Lionel Briand is professor of software engineering and has shared appointments between (1) The School of Electrical Engineering and Computer Science, University of Ottawa, Canada and (2) The SnT centre for Security, Reliability, and Trust, University of Luxembourg. He is the head of the SVV department at the SnT Centre and a Canada Research Chair in Intelligent Software Dependability and Compliance (Tier 1).

He holds an ERC Advanced Grant, the most prestigious European individual research award, and has conducted applied research in collaboration with industry for more than 25 years, including projects in the automotive, aerospace, manufacturing, financial, and energy domains. In 2010, he was elevated to the grade of IEEE fellow for his work on testing of object-oriented systems. He was also granted the IEEE Computer Society Harlan Mills award (2012) and the IEEE Reliability Society Engineer-of-the-year award (2013) for his work on model-based verification and testing. His research interests include: Model-driven development, testing and verification, search-based software engineering, requirements engineering, and empirical software engineering.

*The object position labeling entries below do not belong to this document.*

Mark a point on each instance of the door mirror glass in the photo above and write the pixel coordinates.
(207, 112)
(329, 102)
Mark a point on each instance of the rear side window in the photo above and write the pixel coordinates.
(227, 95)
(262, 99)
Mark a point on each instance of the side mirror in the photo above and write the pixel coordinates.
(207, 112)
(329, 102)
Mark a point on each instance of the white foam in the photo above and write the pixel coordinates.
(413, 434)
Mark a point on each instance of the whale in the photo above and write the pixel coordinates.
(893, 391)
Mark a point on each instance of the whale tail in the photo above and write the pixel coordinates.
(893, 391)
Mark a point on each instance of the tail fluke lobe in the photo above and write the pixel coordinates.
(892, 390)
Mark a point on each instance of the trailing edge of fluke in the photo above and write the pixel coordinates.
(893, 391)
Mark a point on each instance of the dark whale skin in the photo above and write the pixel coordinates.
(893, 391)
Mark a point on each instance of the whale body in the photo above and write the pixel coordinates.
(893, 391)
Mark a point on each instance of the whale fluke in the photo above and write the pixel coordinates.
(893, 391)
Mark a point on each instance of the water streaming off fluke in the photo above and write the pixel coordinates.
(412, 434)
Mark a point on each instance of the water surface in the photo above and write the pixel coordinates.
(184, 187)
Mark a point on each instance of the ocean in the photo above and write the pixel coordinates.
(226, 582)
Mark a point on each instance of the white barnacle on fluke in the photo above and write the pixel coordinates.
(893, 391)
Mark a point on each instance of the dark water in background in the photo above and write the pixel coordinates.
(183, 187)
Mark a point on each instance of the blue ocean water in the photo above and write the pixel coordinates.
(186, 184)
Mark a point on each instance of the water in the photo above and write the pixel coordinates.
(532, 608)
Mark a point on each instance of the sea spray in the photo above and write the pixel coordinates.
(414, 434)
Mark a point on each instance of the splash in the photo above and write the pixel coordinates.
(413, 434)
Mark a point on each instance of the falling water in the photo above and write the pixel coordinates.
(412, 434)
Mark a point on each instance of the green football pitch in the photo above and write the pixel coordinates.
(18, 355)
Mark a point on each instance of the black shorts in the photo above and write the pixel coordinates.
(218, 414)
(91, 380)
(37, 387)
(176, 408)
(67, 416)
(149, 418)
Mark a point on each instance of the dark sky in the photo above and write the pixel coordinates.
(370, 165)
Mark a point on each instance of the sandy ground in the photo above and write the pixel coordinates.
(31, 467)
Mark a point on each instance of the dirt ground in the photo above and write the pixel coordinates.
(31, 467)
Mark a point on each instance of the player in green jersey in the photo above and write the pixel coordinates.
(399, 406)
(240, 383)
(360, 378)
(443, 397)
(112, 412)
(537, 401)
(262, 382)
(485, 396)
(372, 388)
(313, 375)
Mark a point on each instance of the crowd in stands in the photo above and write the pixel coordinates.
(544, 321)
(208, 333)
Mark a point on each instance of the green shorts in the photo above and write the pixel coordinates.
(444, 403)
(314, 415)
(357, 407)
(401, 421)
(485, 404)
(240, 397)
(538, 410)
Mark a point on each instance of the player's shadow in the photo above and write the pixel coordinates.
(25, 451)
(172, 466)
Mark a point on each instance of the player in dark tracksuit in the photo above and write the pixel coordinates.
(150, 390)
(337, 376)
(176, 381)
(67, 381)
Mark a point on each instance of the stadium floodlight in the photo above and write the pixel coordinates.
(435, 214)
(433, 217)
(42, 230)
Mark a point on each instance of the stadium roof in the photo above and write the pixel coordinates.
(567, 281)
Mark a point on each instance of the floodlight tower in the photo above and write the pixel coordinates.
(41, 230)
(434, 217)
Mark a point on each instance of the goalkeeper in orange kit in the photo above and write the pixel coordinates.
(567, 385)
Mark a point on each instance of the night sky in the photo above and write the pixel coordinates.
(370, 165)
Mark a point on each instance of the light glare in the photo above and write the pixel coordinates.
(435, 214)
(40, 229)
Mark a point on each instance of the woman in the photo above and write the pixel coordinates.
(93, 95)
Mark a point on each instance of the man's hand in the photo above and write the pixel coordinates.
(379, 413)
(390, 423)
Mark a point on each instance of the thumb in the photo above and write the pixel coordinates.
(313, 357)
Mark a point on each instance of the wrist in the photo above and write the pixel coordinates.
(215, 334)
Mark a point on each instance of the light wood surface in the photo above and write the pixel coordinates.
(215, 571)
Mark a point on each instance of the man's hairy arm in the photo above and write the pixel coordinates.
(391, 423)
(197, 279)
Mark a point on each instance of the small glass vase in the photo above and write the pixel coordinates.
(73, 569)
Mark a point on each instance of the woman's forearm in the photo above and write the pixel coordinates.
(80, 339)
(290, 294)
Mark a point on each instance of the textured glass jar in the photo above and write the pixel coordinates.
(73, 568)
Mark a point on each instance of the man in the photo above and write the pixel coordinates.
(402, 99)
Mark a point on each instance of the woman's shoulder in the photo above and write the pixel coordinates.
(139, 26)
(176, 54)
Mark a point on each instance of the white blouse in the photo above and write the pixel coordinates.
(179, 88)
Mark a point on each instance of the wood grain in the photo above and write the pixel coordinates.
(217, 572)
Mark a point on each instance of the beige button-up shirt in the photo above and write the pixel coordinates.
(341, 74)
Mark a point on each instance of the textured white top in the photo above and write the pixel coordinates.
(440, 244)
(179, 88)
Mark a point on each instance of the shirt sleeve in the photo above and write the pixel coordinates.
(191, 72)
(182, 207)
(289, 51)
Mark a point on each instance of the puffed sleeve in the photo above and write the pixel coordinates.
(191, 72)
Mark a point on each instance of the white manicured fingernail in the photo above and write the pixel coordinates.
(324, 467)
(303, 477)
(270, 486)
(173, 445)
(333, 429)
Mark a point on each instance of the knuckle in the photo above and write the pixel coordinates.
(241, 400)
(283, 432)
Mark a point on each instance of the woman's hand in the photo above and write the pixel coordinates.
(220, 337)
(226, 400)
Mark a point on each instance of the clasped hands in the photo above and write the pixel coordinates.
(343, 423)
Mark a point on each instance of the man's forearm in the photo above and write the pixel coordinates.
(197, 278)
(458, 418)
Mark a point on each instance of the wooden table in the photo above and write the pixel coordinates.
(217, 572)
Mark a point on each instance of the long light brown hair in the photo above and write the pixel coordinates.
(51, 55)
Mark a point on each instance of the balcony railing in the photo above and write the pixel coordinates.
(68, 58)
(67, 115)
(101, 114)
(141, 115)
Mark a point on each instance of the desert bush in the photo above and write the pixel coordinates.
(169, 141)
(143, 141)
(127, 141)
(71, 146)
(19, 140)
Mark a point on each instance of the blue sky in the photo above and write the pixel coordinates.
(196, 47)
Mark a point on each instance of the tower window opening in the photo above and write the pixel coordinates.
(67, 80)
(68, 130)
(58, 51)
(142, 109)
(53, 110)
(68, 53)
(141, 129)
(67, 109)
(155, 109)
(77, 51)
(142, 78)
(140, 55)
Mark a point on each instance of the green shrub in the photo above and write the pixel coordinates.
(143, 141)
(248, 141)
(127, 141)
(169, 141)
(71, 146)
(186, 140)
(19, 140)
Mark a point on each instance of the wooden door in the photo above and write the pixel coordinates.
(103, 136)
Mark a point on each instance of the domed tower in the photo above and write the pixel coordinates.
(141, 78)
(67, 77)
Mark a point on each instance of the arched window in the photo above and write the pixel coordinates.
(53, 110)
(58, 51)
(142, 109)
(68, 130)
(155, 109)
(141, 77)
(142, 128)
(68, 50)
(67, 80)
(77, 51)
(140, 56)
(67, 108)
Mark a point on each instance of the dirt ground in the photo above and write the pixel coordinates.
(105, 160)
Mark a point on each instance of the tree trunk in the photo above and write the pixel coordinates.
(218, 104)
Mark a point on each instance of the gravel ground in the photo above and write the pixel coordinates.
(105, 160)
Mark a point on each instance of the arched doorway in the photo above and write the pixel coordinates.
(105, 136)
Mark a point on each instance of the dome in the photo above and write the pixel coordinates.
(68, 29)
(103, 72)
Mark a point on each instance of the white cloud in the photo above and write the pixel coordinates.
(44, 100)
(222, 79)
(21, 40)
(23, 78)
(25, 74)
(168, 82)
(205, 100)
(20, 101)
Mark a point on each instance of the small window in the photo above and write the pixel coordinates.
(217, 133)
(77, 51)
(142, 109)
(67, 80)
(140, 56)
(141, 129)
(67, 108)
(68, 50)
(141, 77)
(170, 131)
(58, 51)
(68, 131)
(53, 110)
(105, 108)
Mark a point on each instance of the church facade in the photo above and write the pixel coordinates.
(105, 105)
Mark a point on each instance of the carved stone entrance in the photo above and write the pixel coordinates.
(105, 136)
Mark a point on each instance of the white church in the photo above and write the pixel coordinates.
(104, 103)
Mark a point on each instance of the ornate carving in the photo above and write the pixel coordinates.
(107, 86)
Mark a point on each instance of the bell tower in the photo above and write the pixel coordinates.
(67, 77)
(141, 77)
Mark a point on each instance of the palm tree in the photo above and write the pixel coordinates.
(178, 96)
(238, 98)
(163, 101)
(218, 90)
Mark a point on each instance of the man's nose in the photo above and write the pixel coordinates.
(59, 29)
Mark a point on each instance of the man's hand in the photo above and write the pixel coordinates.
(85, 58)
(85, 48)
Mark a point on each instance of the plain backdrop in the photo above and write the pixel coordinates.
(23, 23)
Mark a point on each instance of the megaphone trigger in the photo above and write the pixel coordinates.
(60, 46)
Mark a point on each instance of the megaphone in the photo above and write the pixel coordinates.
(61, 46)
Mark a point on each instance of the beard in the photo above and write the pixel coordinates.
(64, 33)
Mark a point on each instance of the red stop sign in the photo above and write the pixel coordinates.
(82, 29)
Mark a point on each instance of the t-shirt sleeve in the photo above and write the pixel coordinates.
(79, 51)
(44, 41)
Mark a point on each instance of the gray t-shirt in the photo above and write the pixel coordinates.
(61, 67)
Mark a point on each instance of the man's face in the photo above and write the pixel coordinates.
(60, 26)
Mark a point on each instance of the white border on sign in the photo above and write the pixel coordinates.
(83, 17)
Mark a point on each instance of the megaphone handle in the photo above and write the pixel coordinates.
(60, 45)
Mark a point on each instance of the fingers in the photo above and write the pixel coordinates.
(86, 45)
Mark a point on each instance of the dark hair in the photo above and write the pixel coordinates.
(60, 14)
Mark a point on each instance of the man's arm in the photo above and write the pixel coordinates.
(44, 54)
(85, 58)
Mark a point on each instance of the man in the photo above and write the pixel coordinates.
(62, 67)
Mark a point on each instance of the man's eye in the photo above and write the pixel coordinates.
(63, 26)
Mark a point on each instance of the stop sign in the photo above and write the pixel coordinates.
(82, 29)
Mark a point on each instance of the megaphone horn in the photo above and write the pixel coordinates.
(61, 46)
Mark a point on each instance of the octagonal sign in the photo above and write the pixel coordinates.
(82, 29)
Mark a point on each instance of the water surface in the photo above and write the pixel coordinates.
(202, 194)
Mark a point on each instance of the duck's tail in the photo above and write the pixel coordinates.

More information can be found on: https://www.lbriand.info/home


Amy Ko

Amy J. Ko is a Professor at the University of Washington Information School and an Adjunct Professor at the Paul G. Allen School of Computer Science and Engineering. She directs the Code & Cognition Lab, where she and her students study CS education, human-computer interaction, and humanity's individual and collective struggle to understand computing and harness it for equity and justice. Her earliest work included techniques for automatically answering questions about program behavior to support debugging, program understanding, and reuse. Her later work studied interactions between developers and users, and techniques for web scale aggregation of user intent through help systems; she co-founded AnswerDash to commercialize these ideas. Her latest work investigates effective, equitable, and inclusive ways for humanity to learn computing, especially how data, algorithms, APIs, and AI can both empower and oppress. Her work spans more than 130 peer-reviewed publications, with 12 receiving best paper awards and 4 receiving most influential paper awards. She is an ACM Senior Member, and member of ACM SIGCHI, SIGCSE, and SIGSOFT. She received her Ph.D. at the Human-Computer Interaction Institute at Carnegie Mellon University in 2008, and degrees in Computer Science and Psychology with Honors from Oregon State University in 2002.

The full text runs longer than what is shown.